Le bâtiment de la Salle du Roi, qui tenait lieu de l'ancien château, n'aurait été d'aucune utilité s'il n'eût servi qu'à loger les rois lors de leur passage dans notre ville, car cela arrivait fort rarement ; mais il était habité par le prieur des Bénédictins, et c'est probablement à cette circonstance qu'on doit sa conservation. Les rois de France étant les successeurs des comtes de Montdidier, fondateurs du prieuré de Notre-Dame, les religieux obtinrent de la générosité royale la faculté de demeurer dans la Salle du Roi, qui remplaçait le château, par imitation et en souvenir sans doute de ce qu'avaient fait pour eux les anciens comtes qui les avaient installés dans leur propre résidence.
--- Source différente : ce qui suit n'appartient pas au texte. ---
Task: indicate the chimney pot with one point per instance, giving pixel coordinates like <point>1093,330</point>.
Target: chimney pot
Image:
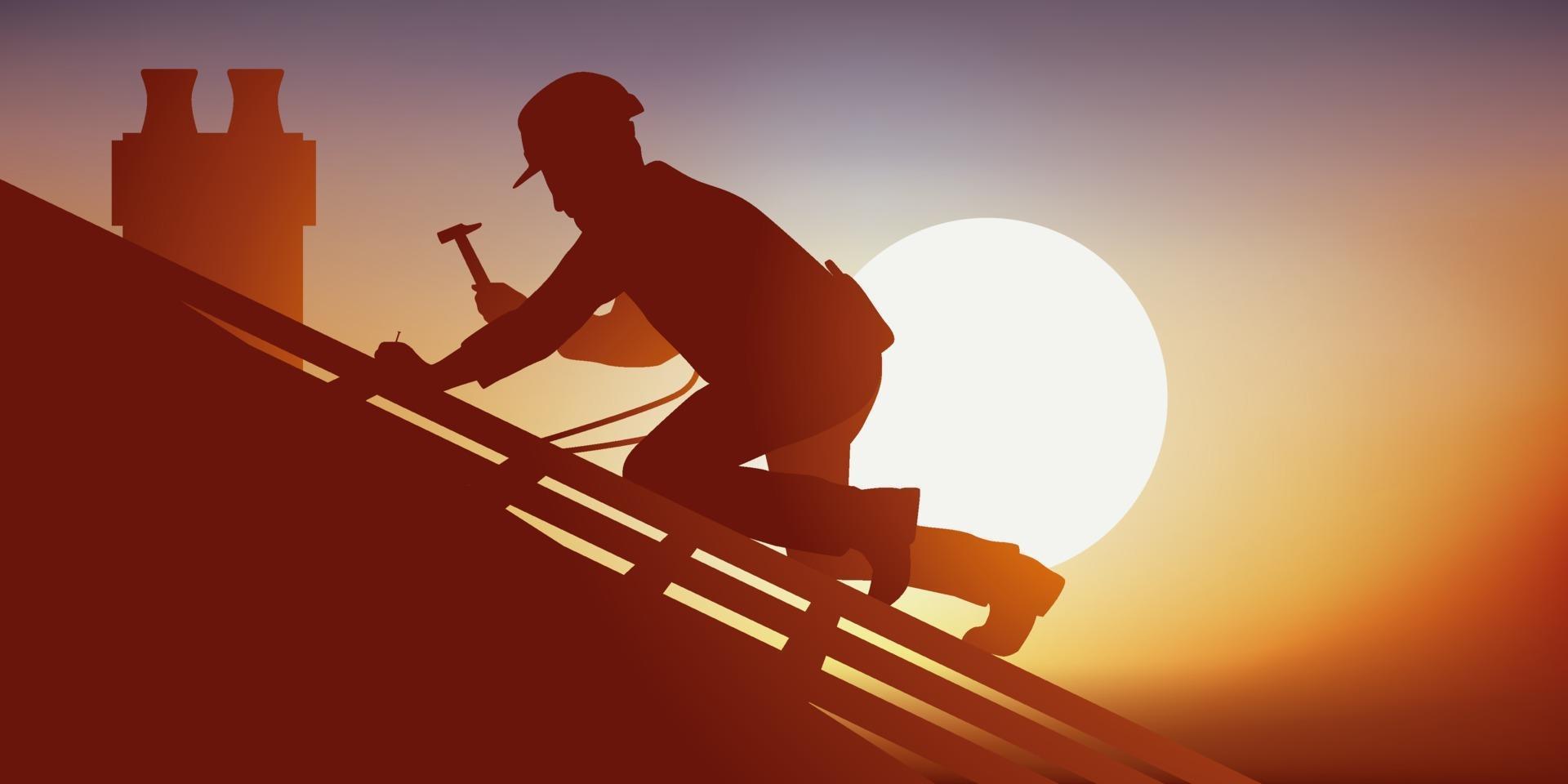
<point>168,100</point>
<point>256,100</point>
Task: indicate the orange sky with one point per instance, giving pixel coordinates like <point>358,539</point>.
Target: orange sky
<point>1348,228</point>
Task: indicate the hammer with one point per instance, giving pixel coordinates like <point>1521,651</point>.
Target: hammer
<point>461,234</point>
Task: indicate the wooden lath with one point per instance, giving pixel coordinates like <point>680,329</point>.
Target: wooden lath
<point>813,634</point>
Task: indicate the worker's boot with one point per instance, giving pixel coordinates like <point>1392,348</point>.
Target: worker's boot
<point>884,535</point>
<point>1021,590</point>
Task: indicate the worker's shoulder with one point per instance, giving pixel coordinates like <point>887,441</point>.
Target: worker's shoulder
<point>678,187</point>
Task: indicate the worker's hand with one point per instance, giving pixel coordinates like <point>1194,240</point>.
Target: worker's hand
<point>496,300</point>
<point>402,364</point>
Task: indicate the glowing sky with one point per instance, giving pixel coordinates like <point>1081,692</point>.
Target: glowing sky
<point>1346,221</point>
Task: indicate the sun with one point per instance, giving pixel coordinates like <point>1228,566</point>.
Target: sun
<point>1026,390</point>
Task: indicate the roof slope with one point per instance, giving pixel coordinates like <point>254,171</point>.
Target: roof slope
<point>221,571</point>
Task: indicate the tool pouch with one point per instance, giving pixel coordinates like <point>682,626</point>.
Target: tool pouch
<point>862,317</point>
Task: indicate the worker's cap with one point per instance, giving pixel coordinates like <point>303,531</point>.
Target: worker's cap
<point>568,110</point>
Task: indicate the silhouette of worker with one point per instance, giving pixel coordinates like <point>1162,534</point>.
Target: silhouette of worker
<point>791,353</point>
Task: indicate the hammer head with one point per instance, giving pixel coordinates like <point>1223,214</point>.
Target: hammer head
<point>452,233</point>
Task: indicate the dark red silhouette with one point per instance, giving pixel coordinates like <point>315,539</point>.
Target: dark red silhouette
<point>231,206</point>
<point>229,569</point>
<point>791,352</point>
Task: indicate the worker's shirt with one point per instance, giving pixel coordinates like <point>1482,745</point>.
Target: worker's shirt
<point>719,279</point>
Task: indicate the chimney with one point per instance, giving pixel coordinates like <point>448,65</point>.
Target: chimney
<point>170,100</point>
<point>229,206</point>
<point>256,100</point>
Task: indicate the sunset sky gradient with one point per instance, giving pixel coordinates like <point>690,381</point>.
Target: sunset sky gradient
<point>1348,221</point>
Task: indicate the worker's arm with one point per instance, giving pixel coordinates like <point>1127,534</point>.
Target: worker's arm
<point>538,327</point>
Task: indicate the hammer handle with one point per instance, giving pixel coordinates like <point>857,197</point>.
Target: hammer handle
<point>472,261</point>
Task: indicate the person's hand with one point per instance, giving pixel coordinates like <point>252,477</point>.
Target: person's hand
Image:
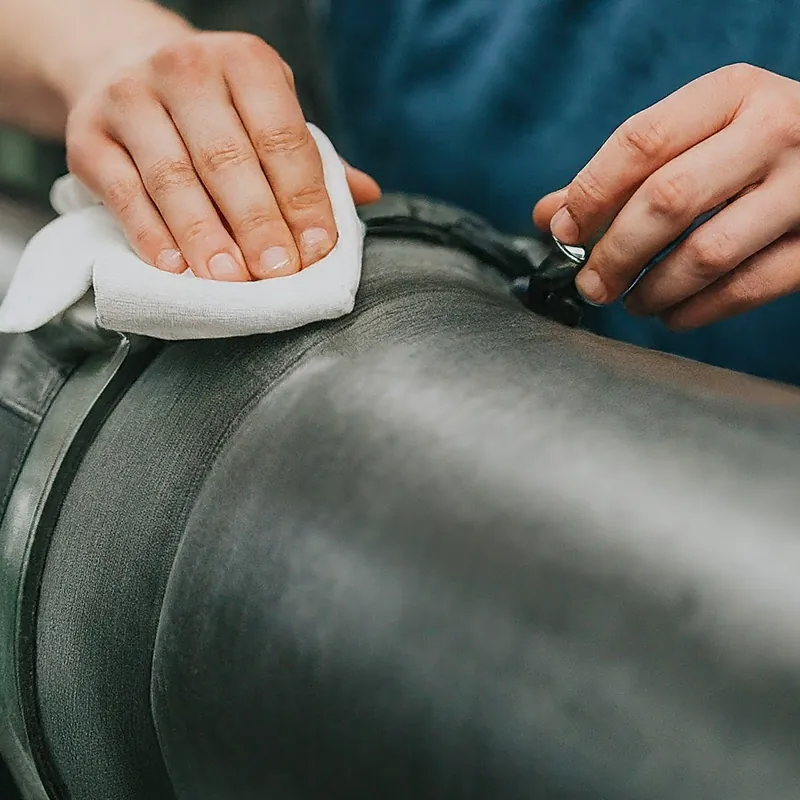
<point>732,134</point>
<point>200,150</point>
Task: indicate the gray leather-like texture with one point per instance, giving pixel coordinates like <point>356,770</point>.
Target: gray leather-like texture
<point>441,548</point>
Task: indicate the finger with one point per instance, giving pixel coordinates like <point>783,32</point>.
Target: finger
<point>767,276</point>
<point>363,187</point>
<point>750,224</point>
<point>108,171</point>
<point>145,129</point>
<point>544,210</point>
<point>272,116</point>
<point>666,205</point>
<point>643,145</point>
<point>230,170</point>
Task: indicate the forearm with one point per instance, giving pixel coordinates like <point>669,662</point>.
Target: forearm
<point>52,50</point>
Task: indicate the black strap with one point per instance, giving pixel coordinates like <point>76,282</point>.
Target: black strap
<point>545,286</point>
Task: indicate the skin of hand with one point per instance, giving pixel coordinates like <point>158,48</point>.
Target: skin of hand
<point>732,135</point>
<point>200,149</point>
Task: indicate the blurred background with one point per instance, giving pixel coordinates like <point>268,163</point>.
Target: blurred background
<point>294,27</point>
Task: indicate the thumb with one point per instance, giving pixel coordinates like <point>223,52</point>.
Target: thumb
<point>546,208</point>
<point>363,187</point>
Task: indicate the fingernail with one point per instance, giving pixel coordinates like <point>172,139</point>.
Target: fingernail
<point>564,227</point>
<point>223,267</point>
<point>316,240</point>
<point>634,306</point>
<point>276,262</point>
<point>170,261</point>
<point>591,286</point>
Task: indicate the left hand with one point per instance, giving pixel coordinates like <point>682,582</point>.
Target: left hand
<point>732,134</point>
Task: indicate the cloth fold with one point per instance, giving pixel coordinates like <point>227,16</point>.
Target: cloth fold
<point>85,250</point>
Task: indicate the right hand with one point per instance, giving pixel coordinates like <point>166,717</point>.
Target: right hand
<point>200,150</point>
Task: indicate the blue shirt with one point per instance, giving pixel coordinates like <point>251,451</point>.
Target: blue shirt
<point>491,104</point>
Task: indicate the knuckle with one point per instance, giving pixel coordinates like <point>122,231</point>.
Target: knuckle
<point>310,197</point>
<point>125,91</point>
<point>586,194</point>
<point>712,253</point>
<point>643,137</point>
<point>218,155</point>
<point>79,153</point>
<point>282,139</point>
<point>672,196</point>
<point>168,175</point>
<point>196,232</point>
<point>121,195</point>
<point>186,58</point>
<point>744,290</point>
<point>254,47</point>
<point>255,220</point>
<point>141,237</point>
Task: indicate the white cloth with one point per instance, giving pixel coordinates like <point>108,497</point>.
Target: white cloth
<point>85,249</point>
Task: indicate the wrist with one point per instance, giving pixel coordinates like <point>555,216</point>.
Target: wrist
<point>122,34</point>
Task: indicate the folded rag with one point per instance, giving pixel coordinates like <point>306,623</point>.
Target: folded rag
<point>85,250</point>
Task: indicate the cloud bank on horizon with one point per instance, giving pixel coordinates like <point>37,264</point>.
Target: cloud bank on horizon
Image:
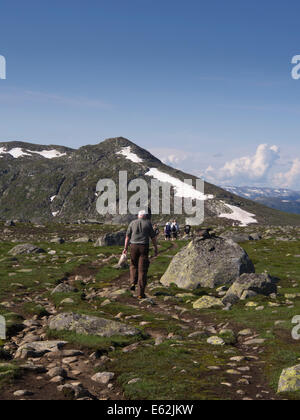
<point>266,167</point>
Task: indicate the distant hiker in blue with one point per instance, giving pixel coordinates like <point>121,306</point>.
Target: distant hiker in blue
<point>168,231</point>
<point>174,230</point>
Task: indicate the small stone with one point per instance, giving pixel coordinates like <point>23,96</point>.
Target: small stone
<point>103,377</point>
<point>22,393</point>
<point>134,381</point>
<point>216,341</point>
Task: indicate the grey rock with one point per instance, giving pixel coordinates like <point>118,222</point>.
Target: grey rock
<point>63,288</point>
<point>249,285</point>
<point>57,240</point>
<point>57,371</point>
<point>38,349</point>
<point>90,325</point>
<point>236,236</point>
<point>103,377</point>
<point>112,239</point>
<point>74,390</point>
<point>23,393</point>
<point>83,240</point>
<point>207,263</point>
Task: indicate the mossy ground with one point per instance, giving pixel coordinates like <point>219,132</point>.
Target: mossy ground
<point>174,369</point>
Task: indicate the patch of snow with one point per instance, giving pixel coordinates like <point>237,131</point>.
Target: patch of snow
<point>49,154</point>
<point>126,151</point>
<point>19,152</point>
<point>238,214</point>
<point>16,152</point>
<point>181,189</point>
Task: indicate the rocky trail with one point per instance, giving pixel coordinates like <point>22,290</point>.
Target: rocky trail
<point>89,337</point>
<point>61,371</point>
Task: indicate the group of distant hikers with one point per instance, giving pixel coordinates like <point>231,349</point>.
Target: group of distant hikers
<point>138,236</point>
<point>172,230</point>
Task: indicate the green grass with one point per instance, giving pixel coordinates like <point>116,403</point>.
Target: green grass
<point>100,344</point>
<point>160,370</point>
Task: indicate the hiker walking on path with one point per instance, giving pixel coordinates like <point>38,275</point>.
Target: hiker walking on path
<point>174,229</point>
<point>139,233</point>
<point>187,229</point>
<point>168,231</point>
<point>156,229</point>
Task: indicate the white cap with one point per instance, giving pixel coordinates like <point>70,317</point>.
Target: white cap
<point>142,214</point>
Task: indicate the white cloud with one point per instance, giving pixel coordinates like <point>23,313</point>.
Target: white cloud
<point>291,178</point>
<point>254,168</point>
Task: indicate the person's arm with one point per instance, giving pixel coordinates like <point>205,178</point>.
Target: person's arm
<point>154,241</point>
<point>127,240</point>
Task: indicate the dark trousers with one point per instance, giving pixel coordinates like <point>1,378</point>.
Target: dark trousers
<point>139,266</point>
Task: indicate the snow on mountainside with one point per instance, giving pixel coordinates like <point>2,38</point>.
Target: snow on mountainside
<point>42,183</point>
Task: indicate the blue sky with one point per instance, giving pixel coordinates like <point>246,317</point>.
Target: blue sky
<point>203,84</point>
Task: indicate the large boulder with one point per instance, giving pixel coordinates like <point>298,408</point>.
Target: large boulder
<point>38,348</point>
<point>289,380</point>
<point>250,285</point>
<point>90,325</point>
<point>112,239</point>
<point>25,249</point>
<point>207,263</point>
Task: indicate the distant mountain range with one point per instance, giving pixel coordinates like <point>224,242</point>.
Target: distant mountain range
<point>276,198</point>
<point>55,183</point>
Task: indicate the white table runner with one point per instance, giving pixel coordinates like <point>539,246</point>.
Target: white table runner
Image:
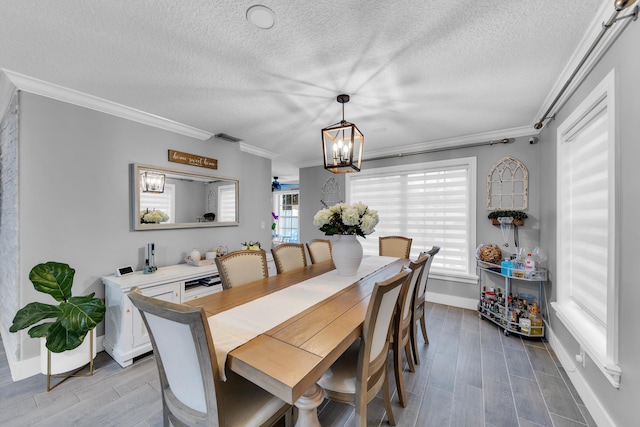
<point>233,328</point>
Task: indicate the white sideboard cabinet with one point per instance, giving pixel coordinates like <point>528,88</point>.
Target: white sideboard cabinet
<point>125,334</point>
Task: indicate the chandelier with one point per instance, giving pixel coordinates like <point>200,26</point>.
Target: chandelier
<point>342,144</point>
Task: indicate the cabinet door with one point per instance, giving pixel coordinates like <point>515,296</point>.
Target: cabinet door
<point>169,292</point>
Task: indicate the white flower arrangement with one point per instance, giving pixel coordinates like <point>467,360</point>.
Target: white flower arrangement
<point>251,246</point>
<point>343,218</point>
<point>152,216</point>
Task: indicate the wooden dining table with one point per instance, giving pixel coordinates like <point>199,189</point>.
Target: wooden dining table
<point>288,359</point>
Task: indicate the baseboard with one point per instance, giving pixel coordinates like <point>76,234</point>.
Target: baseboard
<point>596,409</point>
<point>23,369</point>
<point>461,302</point>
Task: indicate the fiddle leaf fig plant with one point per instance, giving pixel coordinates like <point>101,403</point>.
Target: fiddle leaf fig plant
<point>72,318</point>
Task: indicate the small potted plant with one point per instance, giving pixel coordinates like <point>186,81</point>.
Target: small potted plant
<point>73,317</point>
<point>518,216</point>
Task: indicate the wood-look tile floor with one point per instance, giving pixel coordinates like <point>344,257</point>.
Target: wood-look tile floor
<point>470,375</point>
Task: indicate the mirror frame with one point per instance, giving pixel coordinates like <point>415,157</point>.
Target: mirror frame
<point>136,168</point>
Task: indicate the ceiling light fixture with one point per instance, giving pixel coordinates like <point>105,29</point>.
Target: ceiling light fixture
<point>261,16</point>
<point>339,143</point>
<point>152,182</point>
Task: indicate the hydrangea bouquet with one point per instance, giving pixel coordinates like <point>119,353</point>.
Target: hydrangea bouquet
<point>152,216</point>
<point>346,219</point>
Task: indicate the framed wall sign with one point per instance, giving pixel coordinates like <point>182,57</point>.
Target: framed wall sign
<point>192,159</point>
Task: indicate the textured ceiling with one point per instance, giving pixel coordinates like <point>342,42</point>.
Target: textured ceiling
<point>417,71</point>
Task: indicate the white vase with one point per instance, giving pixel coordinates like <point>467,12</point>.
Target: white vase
<point>347,254</point>
<point>67,360</point>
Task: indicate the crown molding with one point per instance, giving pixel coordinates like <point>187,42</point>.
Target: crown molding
<point>60,93</point>
<point>7,90</point>
<point>251,149</point>
<point>603,15</point>
<point>440,144</point>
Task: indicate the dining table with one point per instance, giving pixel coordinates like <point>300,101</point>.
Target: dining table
<point>284,331</point>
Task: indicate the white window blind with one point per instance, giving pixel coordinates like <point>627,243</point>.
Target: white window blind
<point>433,203</point>
<point>227,203</point>
<point>587,297</point>
<point>165,202</point>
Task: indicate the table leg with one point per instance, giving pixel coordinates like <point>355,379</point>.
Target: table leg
<point>307,406</point>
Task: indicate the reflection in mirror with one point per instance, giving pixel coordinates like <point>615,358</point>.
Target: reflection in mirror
<point>188,199</point>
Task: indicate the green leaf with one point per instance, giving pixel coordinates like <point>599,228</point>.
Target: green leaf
<point>53,278</point>
<point>40,330</point>
<point>82,314</point>
<point>32,313</point>
<point>60,339</point>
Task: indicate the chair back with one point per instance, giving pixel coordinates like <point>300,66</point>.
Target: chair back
<point>185,357</point>
<point>406,298</point>
<point>240,267</point>
<point>289,256</point>
<point>396,246</point>
<point>319,250</point>
<point>424,275</point>
<point>374,347</point>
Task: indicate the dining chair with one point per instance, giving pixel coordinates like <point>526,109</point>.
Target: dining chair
<point>396,246</point>
<point>401,329</point>
<point>319,250</point>
<point>289,256</point>
<point>361,371</point>
<point>241,267</point>
<point>417,314</point>
<point>192,390</point>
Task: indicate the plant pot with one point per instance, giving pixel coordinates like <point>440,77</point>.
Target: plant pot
<point>67,360</point>
<point>346,253</point>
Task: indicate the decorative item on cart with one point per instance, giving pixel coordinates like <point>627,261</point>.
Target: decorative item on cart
<point>489,253</point>
<point>346,221</point>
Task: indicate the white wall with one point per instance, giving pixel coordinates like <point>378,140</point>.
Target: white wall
<point>609,406</point>
<point>75,201</point>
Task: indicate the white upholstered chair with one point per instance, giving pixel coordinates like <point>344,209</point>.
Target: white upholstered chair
<point>417,314</point>
<point>289,256</point>
<point>192,391</point>
<point>319,250</point>
<point>241,267</point>
<point>402,327</point>
<point>396,246</point>
<point>359,374</point>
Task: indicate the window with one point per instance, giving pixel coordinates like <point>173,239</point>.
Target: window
<point>227,203</point>
<point>434,203</point>
<point>165,202</point>
<point>285,205</point>
<point>586,236</point>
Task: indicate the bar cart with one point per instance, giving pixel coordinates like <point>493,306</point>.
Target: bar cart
<point>511,309</point>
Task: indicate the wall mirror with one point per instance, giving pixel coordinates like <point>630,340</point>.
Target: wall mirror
<point>170,198</point>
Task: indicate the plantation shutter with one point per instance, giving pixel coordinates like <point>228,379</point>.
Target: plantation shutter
<point>433,206</point>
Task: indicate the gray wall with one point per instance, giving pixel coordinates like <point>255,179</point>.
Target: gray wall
<point>312,180</point>
<point>74,197</point>
<point>623,57</point>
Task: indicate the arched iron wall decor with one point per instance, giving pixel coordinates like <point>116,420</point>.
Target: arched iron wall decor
<point>508,185</point>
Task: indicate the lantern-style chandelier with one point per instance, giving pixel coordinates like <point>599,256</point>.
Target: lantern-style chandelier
<point>152,182</point>
<point>342,144</point>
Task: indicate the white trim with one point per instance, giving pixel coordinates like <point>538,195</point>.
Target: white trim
<point>60,93</point>
<point>604,13</point>
<point>595,407</point>
<point>7,88</point>
<point>256,151</point>
<point>454,301</point>
<point>438,144</point>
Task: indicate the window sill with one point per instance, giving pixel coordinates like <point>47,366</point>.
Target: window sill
<point>591,338</point>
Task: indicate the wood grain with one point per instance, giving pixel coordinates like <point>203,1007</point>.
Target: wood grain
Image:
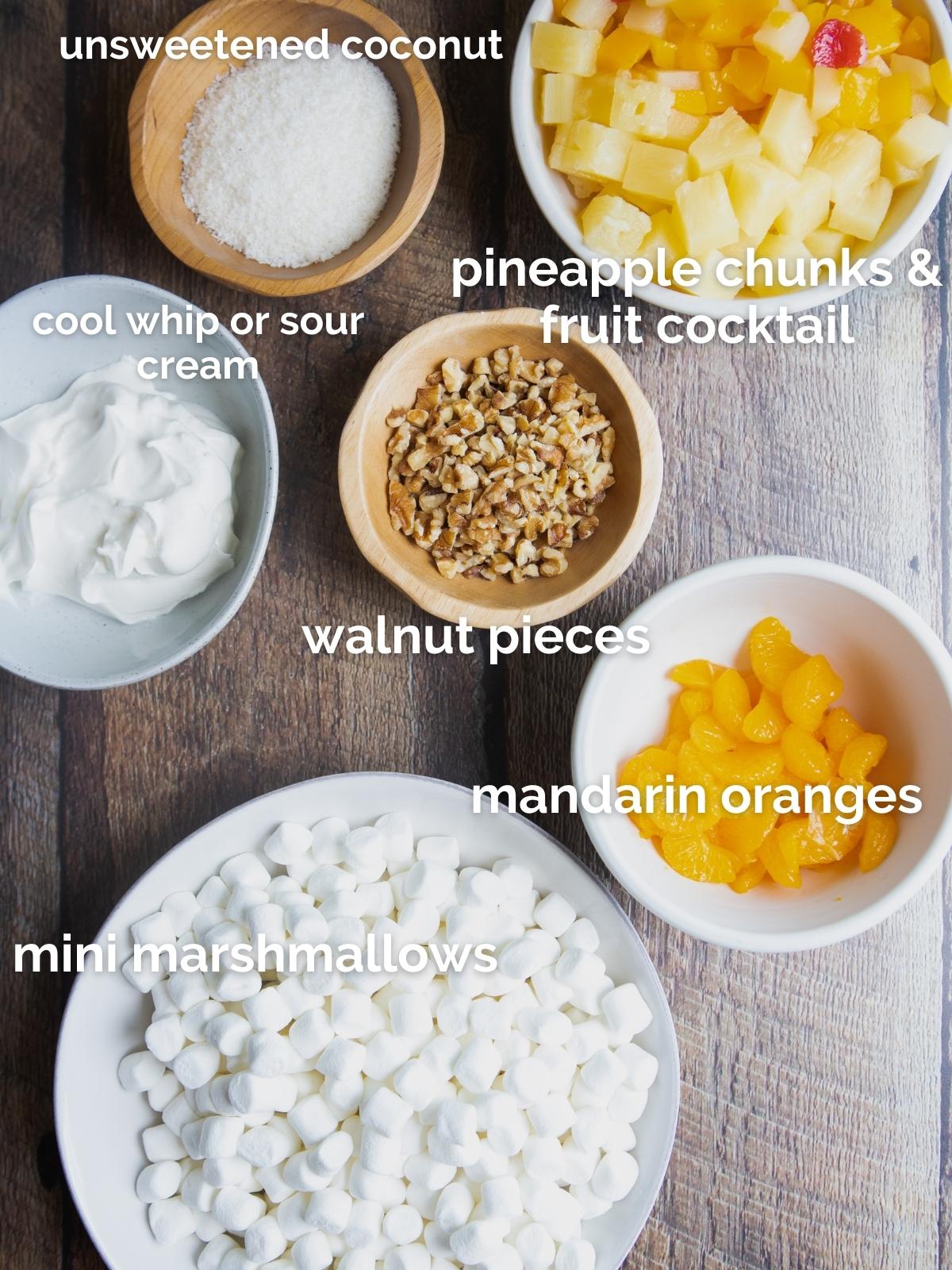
<point>818,1087</point>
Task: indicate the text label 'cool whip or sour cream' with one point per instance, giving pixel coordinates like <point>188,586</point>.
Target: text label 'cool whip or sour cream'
<point>117,497</point>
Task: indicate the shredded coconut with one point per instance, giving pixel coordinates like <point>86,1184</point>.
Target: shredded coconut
<point>292,162</point>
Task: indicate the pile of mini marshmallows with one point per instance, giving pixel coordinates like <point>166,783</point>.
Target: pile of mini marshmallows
<point>413,1121</point>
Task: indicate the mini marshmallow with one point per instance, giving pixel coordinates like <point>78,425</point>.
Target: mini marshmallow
<point>440,850</point>
<point>160,1143</point>
<point>431,882</point>
<point>536,1248</point>
<point>287,844</point>
<point>403,1225</point>
<point>581,935</point>
<point>140,1072</point>
<point>171,1221</point>
<point>365,1225</point>
<point>228,1033</point>
<point>165,1038</point>
<point>615,1176</point>
<point>478,1241</point>
<point>213,1253</point>
<point>501,1199</point>
<point>478,1066</point>
<point>626,1011</point>
<point>329,1210</point>
<point>575,1255</point>
<point>245,870</point>
<point>159,1181</point>
<point>268,1145</point>
<point>386,1113</point>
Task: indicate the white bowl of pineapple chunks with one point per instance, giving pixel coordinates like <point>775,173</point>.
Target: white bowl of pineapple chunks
<point>761,139</point>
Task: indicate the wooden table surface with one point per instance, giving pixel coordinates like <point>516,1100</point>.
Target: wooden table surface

Dans le cours du seizième siècle, les gens de justice expulsèrent le prieur de la Salle du Roi et s'en emparèrent. Depuis, ce local a toujours servi à la tenue des audiences. Avant que les hommes de loi eussent commis cette usurpation, qui pour des gens de robe semble passablement criante, la justice se rendait dans un bâtiment situé près de la porte Becquerel, dans la rue du Pressoir ; il en restait encore quelques vestiges au commencement du siècle dernier.